Once you know the potential of your doctors and staff, you can begin to design a staffing model for the practice to properly handle that patient volume or throughput.
In addition to determining the proper number of staff, you must also put in place efficient systems to best use the staff’s time. One adage to remember when assessing a staffing model is, “A staff member cannot perform two stat functions and succeed at both.” For example, receptionists cannot answer the phone and check in patients at the same time. They will fail at one of their two tasks—through no fault of their own.
Links in the Process
- Doctor’s Style: How the doctor manages patients and the rate that style produces.
- Staff: Staffing model in place and how it is set up to assist the doctor.
- Systems: Appointment template, processes, and communication systems.
- Space: The amount, types, and layout of space.
The amount and configuration of space is based on the doctor’s style and the PPH rate from the time study. The number of lanes the doctor needs is based on his or her average time in the lane per patient and how long the staff needs to ready another patient in that same lane once the doctor leaves (called lane turn time). The idea is that the doctor needs enough lanes to keep himself or herself effectively seeing patients and to give the staff time to ready a patient in the last lane used.
For example, if the doctor’s PPH average is six, he or she spends an average of 10 minutes in each lane. If the staff needs 12 minutes to turn a lane (finish up follow-up instructions, move the patient out, clean the room, ready the next patient in the lane), then the doctor needs two other lanes to keep effectively busy. The lanes the technician needs to work up the patient (history, complaint, vision, etc.) are in addition to these doctor lanes.

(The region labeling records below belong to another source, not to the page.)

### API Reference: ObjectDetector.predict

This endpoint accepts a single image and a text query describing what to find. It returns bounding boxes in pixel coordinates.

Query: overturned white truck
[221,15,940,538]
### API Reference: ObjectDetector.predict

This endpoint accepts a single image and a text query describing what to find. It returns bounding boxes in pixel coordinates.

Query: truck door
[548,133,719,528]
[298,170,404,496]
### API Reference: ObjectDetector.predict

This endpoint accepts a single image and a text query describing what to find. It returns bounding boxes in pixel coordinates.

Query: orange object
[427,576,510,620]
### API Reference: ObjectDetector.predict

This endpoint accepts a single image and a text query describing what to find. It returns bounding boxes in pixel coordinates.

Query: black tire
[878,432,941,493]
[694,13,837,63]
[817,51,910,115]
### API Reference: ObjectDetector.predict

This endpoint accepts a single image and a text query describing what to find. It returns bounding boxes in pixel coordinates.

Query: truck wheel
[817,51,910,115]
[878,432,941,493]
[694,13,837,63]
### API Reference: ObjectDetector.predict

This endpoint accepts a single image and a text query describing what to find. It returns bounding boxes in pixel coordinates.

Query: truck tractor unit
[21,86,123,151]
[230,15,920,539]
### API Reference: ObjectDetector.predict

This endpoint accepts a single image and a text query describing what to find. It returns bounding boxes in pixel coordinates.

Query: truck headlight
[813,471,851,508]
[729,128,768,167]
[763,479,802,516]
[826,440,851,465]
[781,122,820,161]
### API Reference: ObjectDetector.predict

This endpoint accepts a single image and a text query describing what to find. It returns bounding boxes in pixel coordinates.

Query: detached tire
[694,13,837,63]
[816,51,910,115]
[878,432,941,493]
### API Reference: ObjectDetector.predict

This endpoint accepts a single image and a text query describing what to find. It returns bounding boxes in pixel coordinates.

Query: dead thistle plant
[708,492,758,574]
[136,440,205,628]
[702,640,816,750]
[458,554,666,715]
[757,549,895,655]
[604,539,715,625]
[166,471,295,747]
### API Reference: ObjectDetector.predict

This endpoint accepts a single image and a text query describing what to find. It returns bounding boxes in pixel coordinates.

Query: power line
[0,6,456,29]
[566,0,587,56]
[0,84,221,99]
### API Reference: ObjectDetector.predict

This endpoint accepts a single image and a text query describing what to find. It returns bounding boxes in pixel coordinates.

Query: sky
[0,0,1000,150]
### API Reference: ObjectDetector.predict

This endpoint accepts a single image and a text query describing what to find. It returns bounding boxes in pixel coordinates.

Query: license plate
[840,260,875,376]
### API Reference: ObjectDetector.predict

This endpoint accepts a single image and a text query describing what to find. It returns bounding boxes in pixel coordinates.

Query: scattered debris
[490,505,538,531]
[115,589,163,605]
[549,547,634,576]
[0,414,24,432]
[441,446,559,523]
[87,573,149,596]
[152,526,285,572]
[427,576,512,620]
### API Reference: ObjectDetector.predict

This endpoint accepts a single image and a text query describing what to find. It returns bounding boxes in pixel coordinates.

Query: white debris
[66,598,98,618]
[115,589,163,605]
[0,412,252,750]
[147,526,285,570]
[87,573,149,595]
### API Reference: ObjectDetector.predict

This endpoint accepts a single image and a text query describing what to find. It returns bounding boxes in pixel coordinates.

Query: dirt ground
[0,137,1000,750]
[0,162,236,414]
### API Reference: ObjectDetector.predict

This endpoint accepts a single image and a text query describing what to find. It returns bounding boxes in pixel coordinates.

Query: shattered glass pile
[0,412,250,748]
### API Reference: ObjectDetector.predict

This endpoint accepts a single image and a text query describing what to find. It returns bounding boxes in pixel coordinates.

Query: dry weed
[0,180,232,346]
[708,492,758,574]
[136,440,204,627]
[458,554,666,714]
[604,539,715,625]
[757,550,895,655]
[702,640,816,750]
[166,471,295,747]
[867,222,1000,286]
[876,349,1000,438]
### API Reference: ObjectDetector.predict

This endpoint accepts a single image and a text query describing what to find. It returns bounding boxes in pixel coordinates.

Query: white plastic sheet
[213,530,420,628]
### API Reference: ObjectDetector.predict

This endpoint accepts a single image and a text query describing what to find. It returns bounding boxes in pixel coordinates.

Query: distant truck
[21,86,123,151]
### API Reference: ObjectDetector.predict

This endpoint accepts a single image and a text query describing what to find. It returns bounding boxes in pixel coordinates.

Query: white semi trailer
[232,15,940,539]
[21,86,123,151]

Input is the information gathered before the patient’s arrival and the subsequent appointment template. As much as possible, data-gathering should be completed beforehand (via mail-in forms, web portals, phone, etc.) to lessen the time and effort it takes to check patients in.
Set up the appointment template to bring in patients a bit faster than the doctor’s PPH rate, so that there is a small pool of patients ready to be seen. One to three patients more than the doctor’s rate is a good range. Then, cut back for the last hour of the day.
Scheduling a lot faster than the doctor’s PPH rate will overflow the waiting room and cause frustration. It does no good to have four, five, or six patients sitting around, ready for the doctor. The practice needs to stay only one or two patients ahead of the doctor. Scheduling at a rate slower than the doctor’s potential PPH rate will create gaps in the doctor’s time.
THE KEY TO EFFICIENT FLOW
The key to making your practice flow efficient and productive is not thinking of your business as a medical practice and concerning yourself only with patient flow. You are orchestrating the movement of many parts that all need to be in sync. Think of it as a manufacturing plant that assembles patient visits. Concentrate on identifying output capacity, and then build your systems and resources upstream based on that capacity.